The ancestors of F. had inhabited an elegant mansion for time immemorial, and the eminent virtues by which their lives were distinguished rendered it venerable. This mansion had fallen to him on his uncle’s decease, and thither he determined to repair, and make it his residence in a manner corresponding with the late change in his disposition. He therefore made up his mind to turn hermit, and accordingly disposed of his horses, equipages, and entire establishment; returned to the country, and shut himself up in complete seclusion.

The honour of disgracing the family name, hitherto unsullied, and of polluting this venerable mansion, where his ancestors had long maintained an untainted reputation, was reserved for this their parsimonious representative; nor was he long in a state of inactivity, notwithstanding his mode of life was so different from the splendid hospitality which formerly rendered this residence celebrated.

In a village at a short distance lived the widow of a medical gentleman, with three daughters, the eldest of whom was “not quite twenty.” This interesting family managed to live genteelly and comfortably on a small annuity, until the arrival of F., whose pestilential influence proved as destructive, and almost as widely diffused, as the fabulous accounts of privileged travellers represent that of the Upas tree.

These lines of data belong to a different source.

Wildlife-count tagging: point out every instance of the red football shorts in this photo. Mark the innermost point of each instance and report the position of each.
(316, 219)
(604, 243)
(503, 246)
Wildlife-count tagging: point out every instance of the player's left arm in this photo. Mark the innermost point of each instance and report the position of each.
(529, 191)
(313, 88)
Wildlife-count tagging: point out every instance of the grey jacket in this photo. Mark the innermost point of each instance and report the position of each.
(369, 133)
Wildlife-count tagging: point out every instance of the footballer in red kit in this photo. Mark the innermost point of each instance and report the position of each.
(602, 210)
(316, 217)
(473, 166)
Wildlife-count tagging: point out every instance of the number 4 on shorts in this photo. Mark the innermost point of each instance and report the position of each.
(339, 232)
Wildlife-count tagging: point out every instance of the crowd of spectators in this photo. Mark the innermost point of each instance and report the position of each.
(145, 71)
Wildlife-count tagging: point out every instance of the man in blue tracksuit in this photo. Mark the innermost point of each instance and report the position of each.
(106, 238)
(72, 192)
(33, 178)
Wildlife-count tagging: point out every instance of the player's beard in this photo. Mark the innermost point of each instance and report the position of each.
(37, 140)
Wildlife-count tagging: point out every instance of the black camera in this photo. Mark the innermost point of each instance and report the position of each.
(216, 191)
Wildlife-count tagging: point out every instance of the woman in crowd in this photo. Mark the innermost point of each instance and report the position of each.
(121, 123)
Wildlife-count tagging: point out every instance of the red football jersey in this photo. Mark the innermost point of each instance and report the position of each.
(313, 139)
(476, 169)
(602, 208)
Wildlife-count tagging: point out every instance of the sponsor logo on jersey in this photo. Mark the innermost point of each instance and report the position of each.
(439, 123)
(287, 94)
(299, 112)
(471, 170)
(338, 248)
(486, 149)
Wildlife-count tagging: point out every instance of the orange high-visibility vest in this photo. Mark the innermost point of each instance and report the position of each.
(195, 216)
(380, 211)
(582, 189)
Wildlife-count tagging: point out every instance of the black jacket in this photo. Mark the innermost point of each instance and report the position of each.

It would be horrible and inexpressibly painful to describe the arts he used to ensnare these innocent, industrious and unsuspecting females. In somewhat less than thirteen months he plunged them into guilt and misery, and kept them all living in his house at the same time! His next triumph was over the daughter of a clergyman, for whom he succeeded in procuring a living in the neighbourhood, to enable him the more easily to execute his infamous designs against innocence and peace.

The facility with which the ruin of these four young women was accomplished, encouraged him to make another attack on the much injured E., an attempt which must certainly be considered as a master-piece of impudence and hardened villainy, inasmuch as he endeavoured to make his mother an efficient agent in the destruction of her beloved and amiable young friend. He wrote a long letter to his mother, expressing penitence and remorse for his former behaviour to E., with an anxious desire to make all the reparation he could; and finally, that, if she could forgive him, he was ready to marry her when and where she pleased.